"If I could find these three fishes and return them to their natural shapes—they might know what magic Coo-ee-oh used to sink the island. I was about to go to the shore and call these fishes to me when you arrived. So, if you will join me, we will try to find them."
The maidens exchanged smiles now, and the golden-haired one, Audah, said to Glinda:
"It will not be necessary to go to the lake. We are the three fishes."
"Indeed!" cried Glinda. "Then you are the three Adepts at Magic, restored to your proper forms?"
"We are the three Adepts," admitted Aujah.

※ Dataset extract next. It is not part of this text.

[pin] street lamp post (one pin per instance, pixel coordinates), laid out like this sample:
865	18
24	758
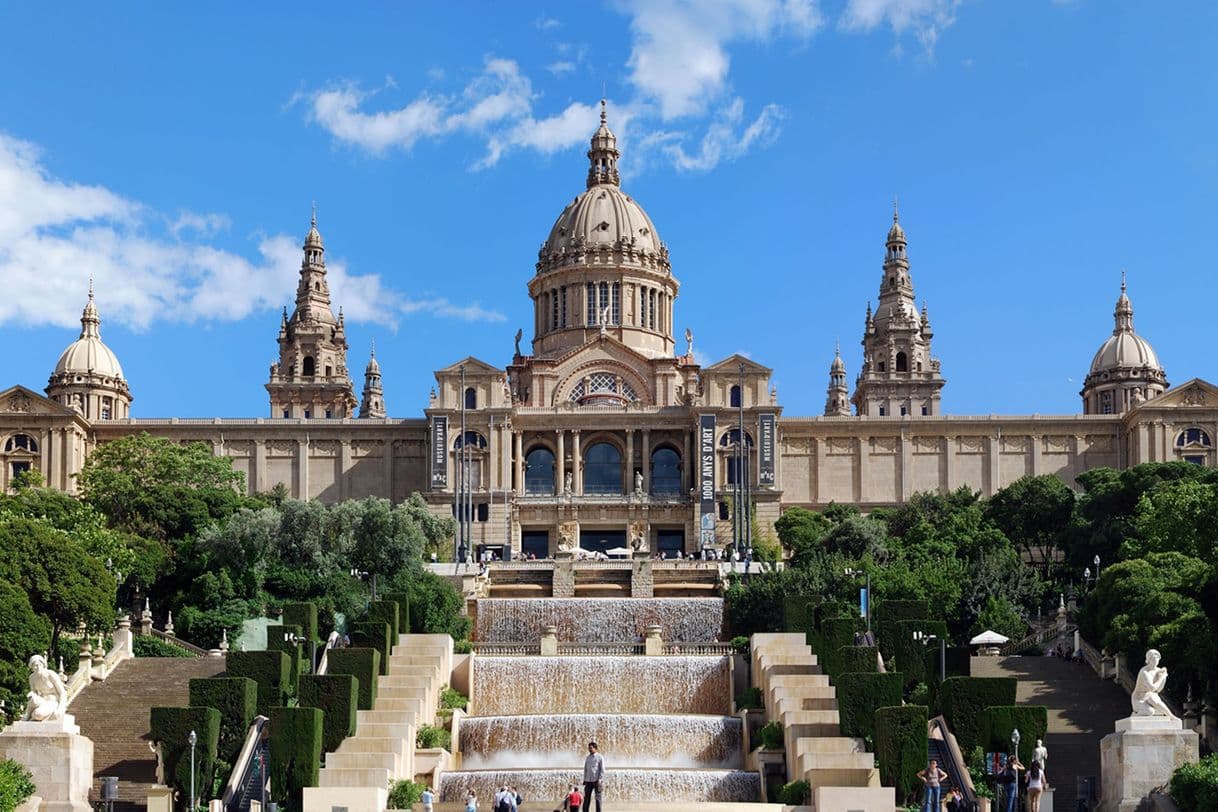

"Then," said Glinda, "my task is half accomplished. But who destroyed the transformation that made you fishes?"
"We have promised not to tell," answered Aurah; "but this young Skeezer was largely responsible for our release; he is brave and clever, and we owe him our gratitude."
Glinda looked at Ervic, who stood modestly behind the Adepts, hat in hand. "He shall be properly rewarded," she declared, "for in helping you he has helped us all, and perhaps saved his people from being imprisoned forever in the sunken isle."
The Sorceress now asked her guests to seat themselves and a long talk followed, in which the Wizard of Oz shared.
"We are quite certain," said Aurah, "that if we could get inside the Dome we could discover Coo-ee-oh's secrets, for in all her work, after we became fishes, she used the formulas and incantations and arts that she stole from us. She may have added to these things, but they were the foundation of all her work."